The good news: you can make your DIY designs look professional… even without a design degree. Here’s our 6 tips with examples on how to create good design for your non-profit.
1. Don’t Cram Everything on One Slide
Got a lot to say? Spread it over a carousel. One clear point per slide will keep your audience swiping, and actually reading.
- TIP: Let your design breathe
2. Use Hierarchy to Guide the Eye
Your viewer’s eyes should go to the most important info first. Make headlines bigger and bolder, and keep supporting text smaller.
- TIP: If everything is the same size, nothing stands out.
3. Keep Fonts Consistent
Stick to 1–2 fonts. Too many makes your design look messy and unprofessional.
- TIP: If everything is the same size, nothing stands out.
4. Stick to Your Brand Colours
Consistent colour builds instant recognition and trust.
- TIP: Avoid adding random colours, they dilute your brand.
5. Use Space as a Design Element
White space isn’t wasted space. It makes your content easier to read and more impactful.

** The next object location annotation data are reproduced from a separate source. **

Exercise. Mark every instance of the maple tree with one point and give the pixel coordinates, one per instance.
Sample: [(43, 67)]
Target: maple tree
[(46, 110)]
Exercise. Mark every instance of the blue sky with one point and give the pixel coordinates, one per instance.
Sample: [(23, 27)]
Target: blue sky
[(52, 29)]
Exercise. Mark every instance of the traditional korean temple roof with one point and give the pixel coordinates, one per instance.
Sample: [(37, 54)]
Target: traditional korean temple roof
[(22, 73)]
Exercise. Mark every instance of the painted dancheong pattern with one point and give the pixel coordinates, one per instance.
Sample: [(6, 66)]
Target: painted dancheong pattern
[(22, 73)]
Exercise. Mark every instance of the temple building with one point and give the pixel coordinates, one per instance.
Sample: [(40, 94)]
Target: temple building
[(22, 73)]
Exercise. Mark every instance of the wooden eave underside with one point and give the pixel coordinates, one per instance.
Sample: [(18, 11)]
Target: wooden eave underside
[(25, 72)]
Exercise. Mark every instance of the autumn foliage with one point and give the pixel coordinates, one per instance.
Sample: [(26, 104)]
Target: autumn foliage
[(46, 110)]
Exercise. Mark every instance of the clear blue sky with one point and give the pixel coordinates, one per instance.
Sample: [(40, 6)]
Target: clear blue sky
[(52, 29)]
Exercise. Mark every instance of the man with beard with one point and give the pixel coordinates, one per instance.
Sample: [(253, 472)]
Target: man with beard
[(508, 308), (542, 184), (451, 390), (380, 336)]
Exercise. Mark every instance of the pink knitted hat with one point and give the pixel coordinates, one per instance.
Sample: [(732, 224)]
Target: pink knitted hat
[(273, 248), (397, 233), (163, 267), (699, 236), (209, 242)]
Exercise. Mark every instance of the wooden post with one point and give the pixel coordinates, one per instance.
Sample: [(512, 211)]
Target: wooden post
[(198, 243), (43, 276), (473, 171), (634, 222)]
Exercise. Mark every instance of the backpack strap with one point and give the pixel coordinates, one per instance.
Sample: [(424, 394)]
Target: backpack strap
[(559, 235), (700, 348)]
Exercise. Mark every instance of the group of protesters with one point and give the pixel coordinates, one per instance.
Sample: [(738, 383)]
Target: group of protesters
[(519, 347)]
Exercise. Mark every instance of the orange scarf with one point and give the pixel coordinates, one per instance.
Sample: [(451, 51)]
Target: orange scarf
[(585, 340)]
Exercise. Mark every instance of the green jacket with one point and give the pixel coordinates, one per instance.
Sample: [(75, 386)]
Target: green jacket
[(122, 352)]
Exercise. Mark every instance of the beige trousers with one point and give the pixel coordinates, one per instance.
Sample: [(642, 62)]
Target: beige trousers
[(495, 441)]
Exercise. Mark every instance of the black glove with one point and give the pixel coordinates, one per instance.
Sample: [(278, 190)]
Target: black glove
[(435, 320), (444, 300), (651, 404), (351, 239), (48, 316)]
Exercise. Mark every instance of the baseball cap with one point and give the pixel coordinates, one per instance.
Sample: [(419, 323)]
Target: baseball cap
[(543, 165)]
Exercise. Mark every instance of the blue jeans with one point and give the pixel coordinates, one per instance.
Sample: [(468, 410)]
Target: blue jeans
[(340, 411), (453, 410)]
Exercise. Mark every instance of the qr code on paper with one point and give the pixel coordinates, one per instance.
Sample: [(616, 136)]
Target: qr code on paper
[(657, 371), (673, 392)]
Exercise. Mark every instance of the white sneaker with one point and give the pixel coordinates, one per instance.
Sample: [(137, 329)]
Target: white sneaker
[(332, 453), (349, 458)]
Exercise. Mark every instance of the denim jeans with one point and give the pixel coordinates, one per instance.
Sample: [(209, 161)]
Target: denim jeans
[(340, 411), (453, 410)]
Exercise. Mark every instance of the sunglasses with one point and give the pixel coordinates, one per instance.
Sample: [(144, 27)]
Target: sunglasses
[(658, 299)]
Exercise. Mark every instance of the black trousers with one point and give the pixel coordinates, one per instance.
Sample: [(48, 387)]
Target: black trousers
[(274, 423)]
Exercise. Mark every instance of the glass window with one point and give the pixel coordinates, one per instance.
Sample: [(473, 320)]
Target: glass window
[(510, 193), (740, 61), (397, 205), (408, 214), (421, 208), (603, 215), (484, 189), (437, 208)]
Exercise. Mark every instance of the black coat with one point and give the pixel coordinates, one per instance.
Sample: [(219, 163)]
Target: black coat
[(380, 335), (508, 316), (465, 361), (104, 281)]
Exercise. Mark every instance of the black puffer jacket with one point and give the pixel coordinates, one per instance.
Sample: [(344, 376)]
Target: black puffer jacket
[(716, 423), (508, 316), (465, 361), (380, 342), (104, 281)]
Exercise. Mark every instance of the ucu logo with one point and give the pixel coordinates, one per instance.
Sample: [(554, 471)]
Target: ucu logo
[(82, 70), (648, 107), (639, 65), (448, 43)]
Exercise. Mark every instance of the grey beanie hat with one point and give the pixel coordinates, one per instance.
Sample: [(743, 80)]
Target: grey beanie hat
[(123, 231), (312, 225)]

- TIP: More space = more clarity.
See what we did there? 😉
6. Don’t Overcomplicate It
You don’t need every icon, font style, and background pattern all at once. Simple, clean designs are often the most effective.
TIP: When in doubt, take something away.
Which Tip Style Did You Prefer? Which Is Easier On The Eye?
Case Study:
How We Helped ABLE2
We recently worked with ABLE2, a Blue Mountains non-profit providing disability support services.
They were posting regularly, but designs were packed with text, competing colours, and inconsistent layouts. In our training session, we showed them how to:
- Break long content into carousels
- Create clear visual hierarchy
- Keep fonts, colours, and layouts consistent
- Embrace simplicity for a stronger message
We redesigned one “You Do You” program post. The before version crammed everything onto one slide. The after spread it across multiple slides, with clean headings, consistent fonts, and more space.
Why Good Design Matters for Non-Profits
Every post is a chance to connect, build trust, and inspire action. Good design isn’t just “pretty” — it’s what makes your message stick.
Your Next Step
If you’re ready to improve your designs right now, start applying these tips to your next post.
Here are your options:
Option 1: Keep DIY-ing, but use these tips for a big improvement.
Option 2: Join The Good Design Club — our 12-week course for non-profits and small business owners who want to design scroll-stopping graphics, create on-brand content, and learn the strategies we use at Cocoon Creative.
Option 3: No time to DIY? Let Cocoon Creative do it for you. Book a call to see if we’re the right fit.
How can I make my non-profit design better?
Start with clarity, one line that explains your mission, who you help, and how someone can act now. Use a calm colour palette with strong contrast, generous white space, and one clean typeface. Lead with people, not logos, show real faces, short captions, and measurable impact. Make the primary action obvious on every page, donate, volunteer, or learn, with short forms only. Optimise for mobiles first, fast loading, legible text, tap friendly buttons. Add trust signals, ACNC badge, testimonials, report highlights. Keep navigation simple, three to five items. Test with supporters, watch where they hesitate, then fix that first.